Testing Your Python API Code

How Professional Developers Test Code That Depends on External APIs

Your API code worked yesterday because the API behaved yesterday. But APIs go down, change their response format, start rate-limiting, or return incomplete data without warning. If you do not have tests, your users are the ones who discover those failures first.

"I used to spend 4 hours a day clicking through my own app like a lost tourist."

A stressed developer surrounded by sticky notes, manually clicking through a web app to test it. Caption: Juniors test by clicking.

This guide shows you how to test Python code that talks to external APIs without making real network requests. You will learn how to verify three things: that your code sends the right request, handles a good response correctly, and fails safely when the API misbehaves.

What This Chapter Is Really About

When you test API code, you are not testing whether the external API works. You are testing your code's contract with the outside world. Did it send the request you intended? Did it understand the response you got back? Did it stay calm when reality got messy?

1. Why API Code Breaks Differently

A pure function is easy to test. You give it inputs, check the output, and move on. API code is different because part of the behavior lives outside your program. The function may be correct and still fail because a server is slow, unavailable, or returning data you did not expect.

That means the real job of testing API code is not proving that the network is reliable. It is proving that your code behaves correctly when the network is unreliable.

  • The API may time out. Your code waits too long and eventually gets an exception.
  • The API may return a server error. Your request was valid, but their system is broken.
  • The API may rate-limit you. Too many requests and the service starts refusing more.
  • The API may return unexpected JSON. The status code says success, but the data shape has changed or fields are missing.
The Core Shift

You cannot control the API. You can only control how your code responds to whatever the API does. Testing is how you verify that response before your users do it for you.

What Does a Test Look Like?
The simplest possible test
Python
def add(a, b):
    return a + b

def test_add():
    result = add(2, 3)
    assert result == 5  # If this is True, the test passes

A test is a function whose name starts with test_. You call the code you want to check, then use assert to verify the result is what you expected. If the assertion is true, pytest marks the test as passed and moves on.

If the assertion is false, pytest stops and shows you exactly what went wrong, what value you expected versus what you actually got. That is the entire mechanism. Everything else in this guide builds on it.

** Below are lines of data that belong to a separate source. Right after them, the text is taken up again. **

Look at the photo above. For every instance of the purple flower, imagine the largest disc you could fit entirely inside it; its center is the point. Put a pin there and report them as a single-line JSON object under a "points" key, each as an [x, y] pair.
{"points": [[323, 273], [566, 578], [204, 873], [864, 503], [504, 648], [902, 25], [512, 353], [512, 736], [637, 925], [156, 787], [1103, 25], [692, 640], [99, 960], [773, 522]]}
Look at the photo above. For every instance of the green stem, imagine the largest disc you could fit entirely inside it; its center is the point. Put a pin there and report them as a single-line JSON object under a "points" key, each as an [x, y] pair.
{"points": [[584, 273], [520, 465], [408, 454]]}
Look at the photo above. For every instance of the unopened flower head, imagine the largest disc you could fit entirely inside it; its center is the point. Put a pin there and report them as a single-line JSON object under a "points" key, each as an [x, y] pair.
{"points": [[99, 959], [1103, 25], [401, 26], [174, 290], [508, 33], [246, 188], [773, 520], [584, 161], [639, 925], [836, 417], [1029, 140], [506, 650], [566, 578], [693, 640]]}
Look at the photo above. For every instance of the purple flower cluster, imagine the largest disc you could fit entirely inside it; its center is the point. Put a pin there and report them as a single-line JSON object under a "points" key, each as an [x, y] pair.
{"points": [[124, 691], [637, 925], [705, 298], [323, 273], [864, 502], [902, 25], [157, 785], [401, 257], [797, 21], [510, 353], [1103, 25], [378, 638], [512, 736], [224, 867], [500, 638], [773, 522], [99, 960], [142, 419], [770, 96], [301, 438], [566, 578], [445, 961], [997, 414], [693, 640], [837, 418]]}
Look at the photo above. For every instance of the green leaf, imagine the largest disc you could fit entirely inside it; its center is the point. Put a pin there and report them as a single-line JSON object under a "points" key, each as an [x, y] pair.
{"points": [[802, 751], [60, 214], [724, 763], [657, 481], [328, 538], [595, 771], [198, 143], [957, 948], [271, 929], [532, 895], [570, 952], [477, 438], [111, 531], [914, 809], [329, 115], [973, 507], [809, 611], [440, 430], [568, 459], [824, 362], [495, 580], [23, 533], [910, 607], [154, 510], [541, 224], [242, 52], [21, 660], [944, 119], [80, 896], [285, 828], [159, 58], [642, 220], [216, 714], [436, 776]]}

2. The Three Tests That Protect API Code

You do not need a giant testing theory lecture to protect API code. Most of the value comes from three practical test types.

1.

Did you send the right request?

Correct URL, correct query parameters, correct headers, correct timeout. If any of those are wrong, the API may reject the request or return confusing results.

2.

Did you handle the response correctly?

Can your code extract the fields you need from the JSON and return a clean result to the rest of your application?

3.

Did you survive when things went wrong?

Timeouts, 429s, 500s, missing fields, malformed JSON. Professional code handles these gracefully instead of crashing or leaking raw exceptions into the user experience.

The Plan for the Rest of This Chapter

We are going to walk through all three using one small weather client. That keeps the teaching concrete. You will see the code, then the tests, then the reasoning behind each one.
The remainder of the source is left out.